Barriers to encryption
There are two significant barriers preventing many businesses from implementing full-disk encryption (FDE). As FierceCIO editor Paul Mah noted, encryption can be both expensive and difficult to implement. The limited availability and time requirement to deploy most software solutions make them unlikely candidates for enterprise-grade FDE use.
Another factor raising the degree of difficulty in data protection is that many software solutions struggle to integrate with existing software, leading to incomplete encryption or decryption of some files.
Despite the challenges and cost, the risk of not having encryption in place is significant for most businesses these days. As Mah noted, the loss of a single laptop can result in thousands of compromised records.
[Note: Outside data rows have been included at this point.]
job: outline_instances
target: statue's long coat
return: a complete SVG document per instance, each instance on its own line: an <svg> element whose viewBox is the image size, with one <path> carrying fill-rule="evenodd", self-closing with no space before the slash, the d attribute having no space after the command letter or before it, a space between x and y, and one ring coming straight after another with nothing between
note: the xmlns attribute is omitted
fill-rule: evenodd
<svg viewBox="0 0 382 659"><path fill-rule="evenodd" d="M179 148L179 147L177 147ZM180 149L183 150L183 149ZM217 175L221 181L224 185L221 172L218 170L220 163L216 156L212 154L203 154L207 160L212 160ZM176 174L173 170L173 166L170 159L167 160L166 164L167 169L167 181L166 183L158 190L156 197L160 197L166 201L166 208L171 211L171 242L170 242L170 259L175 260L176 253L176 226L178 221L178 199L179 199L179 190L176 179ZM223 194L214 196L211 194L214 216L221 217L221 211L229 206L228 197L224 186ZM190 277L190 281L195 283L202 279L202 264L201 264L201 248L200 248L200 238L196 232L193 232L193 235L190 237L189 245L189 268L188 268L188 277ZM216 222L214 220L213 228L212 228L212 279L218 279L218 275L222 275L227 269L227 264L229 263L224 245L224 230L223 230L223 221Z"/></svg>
When that risk is scaled out to the volumes of information stored in the average data centre, it is far too great to ignore the threat of a potential breach.
Businesses need better data protection
There are a number of reasons data security frameworks may be lacking. Today's technology ecosystem is complex, and deploying effective security solutions can be both time consuming and financially intensive without the proper tools. In many cases, it is simply a matter of lacking clear information security policies to dictate how and which data should be protected.
Seagate Self-Encrypting Drive technology is designed to streamline the process so that much of the operational pain is removed. However, it is important to note that a comprehensive data protection framework incorporates more than a single technology. SED allows businesses to safely protect data at rest, but should not replace other encryption solutions entirely. For example, an attacker who exploits a server that has access to an unlocked drive will be able to view stored data. To protect against this type of threat, device owners generally use file system encryption, but software-based solutions are not feasible for larger volumes because they put extra strain on the system's processor. This means operators must prioritise which data to encrypt and focus on highest risk threats.
As may be imagined, this can leave a significant amount of information vulnerable once a storage device leaves the operator's control. SED relies on the device itself to perform full-disk encryption, so security can be achieved without the associated performance loss that often comes with software-based technology. This also eliminates the need to prioritise data for encryption, further reducing TCO by increasing efficiency for the operator as well as the technology itself.